UBC Theses and Dissertations
Towards spoken English : a computer based synthesizer for a reading machine for the blind Yeung, James Man Chung
A speech synthesizer has been developed to synthesize real-time speech directly from letter information. The synthesizer was implemented on a PDP-12 digital computer and its peripheral devices. Synthetic speech was produced by the concatenation of 33 basic phonemes. These phonemes were processed by a segmentation program which was developed to extract, record, display and store them: the original speech samples were treated similarly. The letter information from the output of a letter recognizer was stored in an input stack (or buffer) until a complete word has been received. Then the input word was synthesized by a synthesis program which assigned phonemes to the word according to the stored dictionary and the general grapheme-phoneme correspondence rules written in the program.
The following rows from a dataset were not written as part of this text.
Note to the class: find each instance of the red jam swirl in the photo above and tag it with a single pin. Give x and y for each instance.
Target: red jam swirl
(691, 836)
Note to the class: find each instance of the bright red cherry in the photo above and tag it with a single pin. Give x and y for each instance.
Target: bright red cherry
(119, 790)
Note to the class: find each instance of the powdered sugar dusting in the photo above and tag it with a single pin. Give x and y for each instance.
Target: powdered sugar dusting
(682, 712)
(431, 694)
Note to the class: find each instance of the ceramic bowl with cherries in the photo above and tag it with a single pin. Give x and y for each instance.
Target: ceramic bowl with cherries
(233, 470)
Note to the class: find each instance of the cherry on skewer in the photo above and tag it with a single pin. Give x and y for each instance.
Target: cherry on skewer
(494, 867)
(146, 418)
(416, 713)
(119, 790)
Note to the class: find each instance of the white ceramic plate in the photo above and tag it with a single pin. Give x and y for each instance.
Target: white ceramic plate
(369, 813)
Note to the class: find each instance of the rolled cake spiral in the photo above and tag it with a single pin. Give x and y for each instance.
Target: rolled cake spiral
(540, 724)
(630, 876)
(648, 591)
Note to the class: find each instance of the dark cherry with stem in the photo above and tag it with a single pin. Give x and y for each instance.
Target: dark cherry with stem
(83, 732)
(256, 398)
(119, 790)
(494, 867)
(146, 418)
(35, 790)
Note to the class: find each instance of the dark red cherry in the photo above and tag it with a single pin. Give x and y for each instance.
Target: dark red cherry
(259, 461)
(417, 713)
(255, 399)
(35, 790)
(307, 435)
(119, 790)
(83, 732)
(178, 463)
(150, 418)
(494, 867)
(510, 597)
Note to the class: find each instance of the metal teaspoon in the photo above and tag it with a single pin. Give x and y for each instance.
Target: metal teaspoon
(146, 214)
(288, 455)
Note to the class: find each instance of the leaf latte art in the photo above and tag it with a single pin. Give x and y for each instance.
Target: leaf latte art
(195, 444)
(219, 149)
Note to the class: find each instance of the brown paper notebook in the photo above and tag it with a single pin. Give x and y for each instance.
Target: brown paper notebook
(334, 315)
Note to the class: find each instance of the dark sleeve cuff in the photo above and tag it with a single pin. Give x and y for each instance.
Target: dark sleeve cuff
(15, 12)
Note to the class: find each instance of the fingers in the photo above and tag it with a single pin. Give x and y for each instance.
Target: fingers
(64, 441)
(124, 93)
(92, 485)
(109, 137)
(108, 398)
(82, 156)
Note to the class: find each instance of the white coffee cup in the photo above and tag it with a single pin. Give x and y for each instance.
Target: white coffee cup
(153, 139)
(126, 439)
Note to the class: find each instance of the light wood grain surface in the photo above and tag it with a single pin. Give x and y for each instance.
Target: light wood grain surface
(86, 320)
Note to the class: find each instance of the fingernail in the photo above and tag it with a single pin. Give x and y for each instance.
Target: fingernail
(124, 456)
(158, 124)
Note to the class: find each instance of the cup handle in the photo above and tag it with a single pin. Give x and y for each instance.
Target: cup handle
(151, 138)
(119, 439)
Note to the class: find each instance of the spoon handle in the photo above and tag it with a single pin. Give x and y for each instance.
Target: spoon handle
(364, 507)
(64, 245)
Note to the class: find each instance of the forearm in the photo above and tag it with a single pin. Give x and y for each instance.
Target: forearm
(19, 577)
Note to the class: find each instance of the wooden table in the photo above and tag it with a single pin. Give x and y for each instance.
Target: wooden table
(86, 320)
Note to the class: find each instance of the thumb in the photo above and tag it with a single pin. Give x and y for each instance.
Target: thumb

A dictionary containing words that were not pronounced according to the above general rules, and in addition, a list of phoneme equivalents, were stored in a disk file system. The general rules were set up according to the most frequent grapheme-phoneme transcriptions and a frequency study of the first 1,000 words of the Thorndike word list. The synthesizer was capable of synthesizing over 90% of spoken English speech accurately and at the same time could be understood by the listener after a short period of training in spite of the mechanical sounding dialect which resulted from the incorrect pronunciation of some words. An intelligibility test using isolated words, sentences, and short passages generated by the synthesizer, was given to six subjects. The results showed that over 90% of the isolated words, 95% of the sentences and 98% of the short passages could be recognized by the test subjects after approximately one hour of training.